The Bolsheviks learnt their lesson of military disability – they began to build up and strengthen the Red Army. Leon Trotsky contributed a great deal towards its establishment. He was appointed People’s Commissar on Military and Naval Affaris. He was too much of a realist not to acknowledge that one cannot build an army out of ignorant recruits. So he gathered together 30,000 professional armymen from among the former Czarist officers – so-called ‘military specialists’, so that they would train the soldiers.

There were different people among them: some actually sympathized with the Bolsheviks and shared their ideals. But there were others, too. Quite a lot of former Czarist officers who refused to accept the Bolsheviks volunteered for service in the Red Army because they resented the poorly-concealed attempts of Entente allies to lay their hands on Russian lands. While Russia, even as it was infested by the Bolsheviks, was still dear to their hearts. These patriotically inclined officers could see that the White Guards was suffering defeat and could not save Russia.

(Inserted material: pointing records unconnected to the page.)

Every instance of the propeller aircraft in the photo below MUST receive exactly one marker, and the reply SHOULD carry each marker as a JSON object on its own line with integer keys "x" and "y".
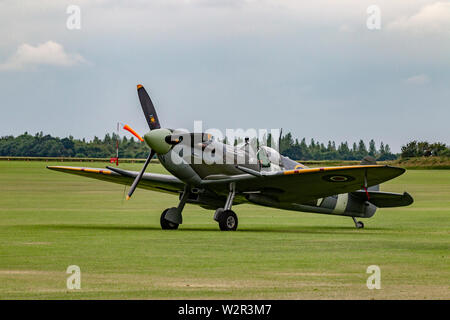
{"x": 271, "y": 180}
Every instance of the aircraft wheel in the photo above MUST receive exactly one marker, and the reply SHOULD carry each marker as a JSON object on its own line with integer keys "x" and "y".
{"x": 166, "y": 224}
{"x": 217, "y": 214}
{"x": 228, "y": 221}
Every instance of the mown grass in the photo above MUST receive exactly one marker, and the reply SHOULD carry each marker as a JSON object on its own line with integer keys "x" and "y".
{"x": 50, "y": 220}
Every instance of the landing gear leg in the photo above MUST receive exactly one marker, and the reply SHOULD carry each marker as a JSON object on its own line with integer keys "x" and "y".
{"x": 171, "y": 218}
{"x": 358, "y": 224}
{"x": 226, "y": 218}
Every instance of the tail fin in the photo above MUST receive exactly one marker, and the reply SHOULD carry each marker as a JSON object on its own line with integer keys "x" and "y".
{"x": 366, "y": 161}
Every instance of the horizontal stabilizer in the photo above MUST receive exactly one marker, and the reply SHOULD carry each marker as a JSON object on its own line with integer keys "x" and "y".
{"x": 384, "y": 199}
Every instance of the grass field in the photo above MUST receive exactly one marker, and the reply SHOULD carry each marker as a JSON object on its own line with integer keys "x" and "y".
{"x": 50, "y": 220}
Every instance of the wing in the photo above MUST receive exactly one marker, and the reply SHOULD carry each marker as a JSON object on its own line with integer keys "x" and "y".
{"x": 313, "y": 183}
{"x": 150, "y": 181}
{"x": 385, "y": 199}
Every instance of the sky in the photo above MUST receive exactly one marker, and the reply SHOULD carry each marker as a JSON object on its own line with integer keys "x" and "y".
{"x": 312, "y": 68}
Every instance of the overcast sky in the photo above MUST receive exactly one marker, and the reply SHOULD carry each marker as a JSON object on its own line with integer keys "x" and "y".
{"x": 312, "y": 68}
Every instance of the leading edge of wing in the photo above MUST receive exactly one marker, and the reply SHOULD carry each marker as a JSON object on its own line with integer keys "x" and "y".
{"x": 151, "y": 181}
{"x": 321, "y": 169}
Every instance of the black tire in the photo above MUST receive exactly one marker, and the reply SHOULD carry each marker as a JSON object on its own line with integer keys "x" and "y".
{"x": 165, "y": 224}
{"x": 228, "y": 221}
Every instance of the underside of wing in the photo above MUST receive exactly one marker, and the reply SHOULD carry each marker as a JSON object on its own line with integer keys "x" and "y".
{"x": 150, "y": 181}
{"x": 384, "y": 199}
{"x": 308, "y": 184}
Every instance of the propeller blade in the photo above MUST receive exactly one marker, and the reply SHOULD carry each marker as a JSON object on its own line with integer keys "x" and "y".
{"x": 148, "y": 108}
{"x": 134, "y": 133}
{"x": 139, "y": 176}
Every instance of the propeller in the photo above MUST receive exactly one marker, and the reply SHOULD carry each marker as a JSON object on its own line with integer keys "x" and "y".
{"x": 148, "y": 108}
{"x": 153, "y": 138}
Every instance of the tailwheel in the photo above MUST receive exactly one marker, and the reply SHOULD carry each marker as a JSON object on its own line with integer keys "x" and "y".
{"x": 166, "y": 224}
{"x": 358, "y": 224}
{"x": 227, "y": 220}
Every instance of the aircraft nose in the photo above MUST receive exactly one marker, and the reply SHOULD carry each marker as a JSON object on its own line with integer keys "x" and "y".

While the Bolsheviks were objectively a force that could prevent Russia from disintegration, and unwittingly, served as a weapon of God’s Providence, gathering together the Russian lands, albeit not as fast as one would want.

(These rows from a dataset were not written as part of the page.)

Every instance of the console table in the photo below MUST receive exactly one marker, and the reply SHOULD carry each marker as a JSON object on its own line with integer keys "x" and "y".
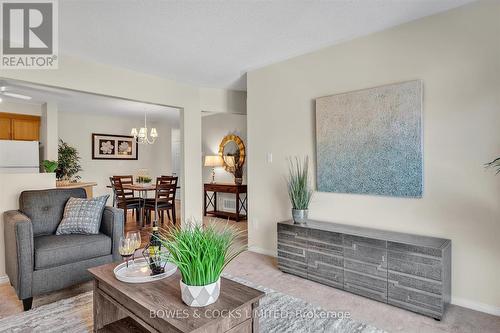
{"x": 408, "y": 271}
{"x": 210, "y": 199}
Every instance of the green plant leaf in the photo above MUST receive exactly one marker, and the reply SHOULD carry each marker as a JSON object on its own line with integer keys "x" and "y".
{"x": 201, "y": 253}
{"x": 299, "y": 190}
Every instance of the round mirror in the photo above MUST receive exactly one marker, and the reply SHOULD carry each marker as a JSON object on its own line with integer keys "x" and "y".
{"x": 232, "y": 151}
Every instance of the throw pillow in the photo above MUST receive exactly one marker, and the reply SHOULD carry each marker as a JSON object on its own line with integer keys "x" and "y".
{"x": 82, "y": 216}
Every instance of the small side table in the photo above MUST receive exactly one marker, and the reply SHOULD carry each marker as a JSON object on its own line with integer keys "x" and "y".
{"x": 210, "y": 200}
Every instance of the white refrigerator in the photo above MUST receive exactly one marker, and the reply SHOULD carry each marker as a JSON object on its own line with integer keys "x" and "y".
{"x": 19, "y": 156}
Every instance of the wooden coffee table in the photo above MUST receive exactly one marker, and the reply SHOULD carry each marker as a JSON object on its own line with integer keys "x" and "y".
{"x": 157, "y": 306}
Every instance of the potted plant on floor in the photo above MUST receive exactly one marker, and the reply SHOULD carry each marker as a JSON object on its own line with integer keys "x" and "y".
{"x": 201, "y": 253}
{"x": 299, "y": 190}
{"x": 49, "y": 166}
{"x": 68, "y": 164}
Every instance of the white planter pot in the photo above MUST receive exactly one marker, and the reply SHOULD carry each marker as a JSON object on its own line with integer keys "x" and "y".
{"x": 198, "y": 296}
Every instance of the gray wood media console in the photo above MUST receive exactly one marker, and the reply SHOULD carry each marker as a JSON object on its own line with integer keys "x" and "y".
{"x": 408, "y": 271}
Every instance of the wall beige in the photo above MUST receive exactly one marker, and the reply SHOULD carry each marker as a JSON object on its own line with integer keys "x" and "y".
{"x": 457, "y": 55}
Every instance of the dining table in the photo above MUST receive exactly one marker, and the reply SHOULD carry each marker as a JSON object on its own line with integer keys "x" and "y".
{"x": 143, "y": 190}
{"x": 143, "y": 194}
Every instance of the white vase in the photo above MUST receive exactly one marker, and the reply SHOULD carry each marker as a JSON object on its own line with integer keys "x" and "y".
{"x": 198, "y": 296}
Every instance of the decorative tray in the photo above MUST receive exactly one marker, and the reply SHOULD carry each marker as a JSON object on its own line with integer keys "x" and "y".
{"x": 138, "y": 271}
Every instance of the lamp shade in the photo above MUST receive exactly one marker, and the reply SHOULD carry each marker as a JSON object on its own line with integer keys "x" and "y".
{"x": 213, "y": 161}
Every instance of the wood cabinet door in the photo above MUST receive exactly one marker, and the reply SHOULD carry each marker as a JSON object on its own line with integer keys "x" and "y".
{"x": 26, "y": 129}
{"x": 5, "y": 129}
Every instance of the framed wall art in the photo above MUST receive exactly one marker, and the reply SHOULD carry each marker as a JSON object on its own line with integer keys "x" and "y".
{"x": 370, "y": 141}
{"x": 114, "y": 147}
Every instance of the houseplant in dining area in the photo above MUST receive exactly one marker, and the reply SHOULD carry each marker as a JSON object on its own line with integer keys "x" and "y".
{"x": 299, "y": 190}
{"x": 201, "y": 253}
{"x": 68, "y": 164}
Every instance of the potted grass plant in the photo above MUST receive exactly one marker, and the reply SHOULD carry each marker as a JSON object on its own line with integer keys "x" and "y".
{"x": 201, "y": 254}
{"x": 68, "y": 164}
{"x": 299, "y": 190}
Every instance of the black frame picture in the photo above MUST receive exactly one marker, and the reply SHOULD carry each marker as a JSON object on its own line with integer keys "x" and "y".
{"x": 114, "y": 147}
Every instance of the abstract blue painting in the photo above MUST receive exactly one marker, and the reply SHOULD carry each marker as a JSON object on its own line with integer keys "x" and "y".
{"x": 370, "y": 141}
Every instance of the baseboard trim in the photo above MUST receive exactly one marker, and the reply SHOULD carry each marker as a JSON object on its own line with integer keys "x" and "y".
{"x": 260, "y": 250}
{"x": 4, "y": 279}
{"x": 477, "y": 306}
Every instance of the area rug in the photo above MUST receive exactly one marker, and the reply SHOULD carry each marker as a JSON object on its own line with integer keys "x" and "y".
{"x": 278, "y": 313}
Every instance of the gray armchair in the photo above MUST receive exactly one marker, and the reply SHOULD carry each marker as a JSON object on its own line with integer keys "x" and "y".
{"x": 38, "y": 261}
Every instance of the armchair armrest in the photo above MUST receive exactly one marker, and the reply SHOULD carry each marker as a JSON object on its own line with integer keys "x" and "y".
{"x": 19, "y": 253}
{"x": 112, "y": 226}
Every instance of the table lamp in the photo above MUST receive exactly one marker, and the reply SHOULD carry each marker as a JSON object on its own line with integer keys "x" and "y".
{"x": 213, "y": 161}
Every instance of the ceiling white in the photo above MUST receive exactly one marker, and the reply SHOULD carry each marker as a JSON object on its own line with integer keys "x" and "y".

The result of Leon Trotsky’s efforts was quite remarkable: at the very height of the Civil war there were 5 million quite well-trained soldiers fighting within the ranks of the Red Army. Trotsky himself displayed outstanding military talent. Though, at the same time he was notorious for being ruthless when it came to matters of implicit discipline and meting out punishment. He was forced to champion the very same advantages of military discipline that the revolution initially intended to eradicate. But extreme measures were, indeed, called for in such dire circumstances. 

Having been tempered in battles, the Red Army began claiming revenge for its previous setbacks. 

In one of his speeches, addressed to the Red Army, Vladimir Lenin said: 

“Comrade Red armymen! Capitalists of England, America and France are waging a war against Russia. They are wreaking vengeance on Soviet power of workers and peasants for having overthrown the power of the capitalists and landowners, thus serving an example to other peoples of the world. 

Capitalists of England, France and America are aiding with money and military hardware the Russian landowners who lead against us troops from Siberia, the Don, the North Caucuses, seeking to reestablish the absolute power of the Czar, the landowners and the capitalists.

No! This will never be! The Red Army has become seasoned in battles, has chased the armies of the gentry and the White officers from the Volga, liberated Riga, almost all of Ukraine, is approaching Odessa and Rostov. Just a bit more effort, some more months of fighting the enemy – and victory will be ours!

The Red Army is strong in its conscious and unanimous struggle for the land of the peasants, the power of workers and peasants, for Soviet power!

The Red Amy is invincible, for it has united millions of peasants and workers, who have now learned to fight, have mastered discipline and comradeship, are strong in spirit, never lose heart after minor setbacks, and attack the enemy with fresh vigor, bolstered by the knowledge their victory is close at hand!”